Updated: Mar 04, 2016
 

Laboratory Studies

Porphyrin analyses

Urinary porphyrin concentrations are increased 100-1000 times and involve predominantly uroporphyrin I. Urinary excretion of uroporphyrin III and coproporphyrin III is also elevated; however, the level is less than that of the isomer I porphyrins.

Urinary delta-aminolevulinic acid and porphobilinogen levels are not increased in erythropoietic porphyria.

Erythrocytes most often contain increased levels of uroporphyrin I; also, elevated zinc protoporphyrin is observed in some patients.

The combination of elevated urinary and erythrocyte isomer I porphyrin levels is specific for erythropoietic porphyria.
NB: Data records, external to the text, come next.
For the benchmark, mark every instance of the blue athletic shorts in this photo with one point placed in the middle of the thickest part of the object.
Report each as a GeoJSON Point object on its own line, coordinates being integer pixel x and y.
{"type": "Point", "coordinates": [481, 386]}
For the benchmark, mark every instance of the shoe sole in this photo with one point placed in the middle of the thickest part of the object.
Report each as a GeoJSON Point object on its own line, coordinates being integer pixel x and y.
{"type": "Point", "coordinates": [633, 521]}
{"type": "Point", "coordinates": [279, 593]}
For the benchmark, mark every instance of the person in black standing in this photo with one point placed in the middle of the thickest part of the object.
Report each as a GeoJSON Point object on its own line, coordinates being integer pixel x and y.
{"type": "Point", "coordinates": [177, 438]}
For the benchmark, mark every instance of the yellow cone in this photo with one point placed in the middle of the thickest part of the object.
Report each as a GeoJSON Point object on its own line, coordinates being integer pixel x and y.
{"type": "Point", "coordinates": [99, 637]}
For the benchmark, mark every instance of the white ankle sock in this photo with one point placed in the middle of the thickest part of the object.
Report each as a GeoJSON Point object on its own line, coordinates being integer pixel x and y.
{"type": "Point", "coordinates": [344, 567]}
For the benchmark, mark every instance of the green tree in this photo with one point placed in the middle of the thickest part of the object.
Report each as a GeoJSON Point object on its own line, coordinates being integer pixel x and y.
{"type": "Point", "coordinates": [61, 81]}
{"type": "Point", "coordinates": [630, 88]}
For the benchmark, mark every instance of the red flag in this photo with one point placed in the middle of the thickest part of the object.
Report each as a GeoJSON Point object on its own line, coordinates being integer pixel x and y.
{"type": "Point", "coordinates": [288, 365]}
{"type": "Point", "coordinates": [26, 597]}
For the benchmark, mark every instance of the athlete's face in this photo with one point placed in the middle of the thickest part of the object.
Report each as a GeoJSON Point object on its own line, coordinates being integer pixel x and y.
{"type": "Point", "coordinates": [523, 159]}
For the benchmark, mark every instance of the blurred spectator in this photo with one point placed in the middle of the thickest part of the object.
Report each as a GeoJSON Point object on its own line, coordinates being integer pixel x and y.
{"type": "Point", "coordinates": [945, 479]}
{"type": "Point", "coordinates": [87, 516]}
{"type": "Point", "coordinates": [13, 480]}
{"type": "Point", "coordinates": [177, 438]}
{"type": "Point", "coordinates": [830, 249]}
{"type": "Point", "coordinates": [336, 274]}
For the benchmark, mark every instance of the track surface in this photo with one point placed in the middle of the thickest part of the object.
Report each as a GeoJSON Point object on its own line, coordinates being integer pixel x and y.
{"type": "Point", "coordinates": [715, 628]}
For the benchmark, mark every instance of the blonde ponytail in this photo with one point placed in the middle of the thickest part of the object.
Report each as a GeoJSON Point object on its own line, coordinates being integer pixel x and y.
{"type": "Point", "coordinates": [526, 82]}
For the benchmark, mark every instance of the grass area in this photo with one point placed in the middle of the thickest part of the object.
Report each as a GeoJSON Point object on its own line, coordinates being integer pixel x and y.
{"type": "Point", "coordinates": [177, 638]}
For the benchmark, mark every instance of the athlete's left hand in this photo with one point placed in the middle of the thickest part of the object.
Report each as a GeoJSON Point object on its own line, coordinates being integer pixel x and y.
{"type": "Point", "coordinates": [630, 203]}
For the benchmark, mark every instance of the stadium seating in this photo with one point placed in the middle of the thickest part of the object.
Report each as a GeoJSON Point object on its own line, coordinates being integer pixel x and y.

Coproporphyrin preferentially accumulates as fecal porphyrin after the decarboxylation of uroporphyrin.

Complete blood cell count

Excessive uroporphyrins in red blood cells appear to cause fragility; therefore, a hemolytic anemia is common. Consequent splenomegaly and hepatomegaly are observed.

A test to measure uroporphyrinogen III synthase activity is commercially available.

Mutation analysis of the uroporphyrinogen III synthase gene (ie, DNA testing) is performed at porphyria research units in several countries and has become commercially available in the United States. See the American Porphyria Foundation for further information.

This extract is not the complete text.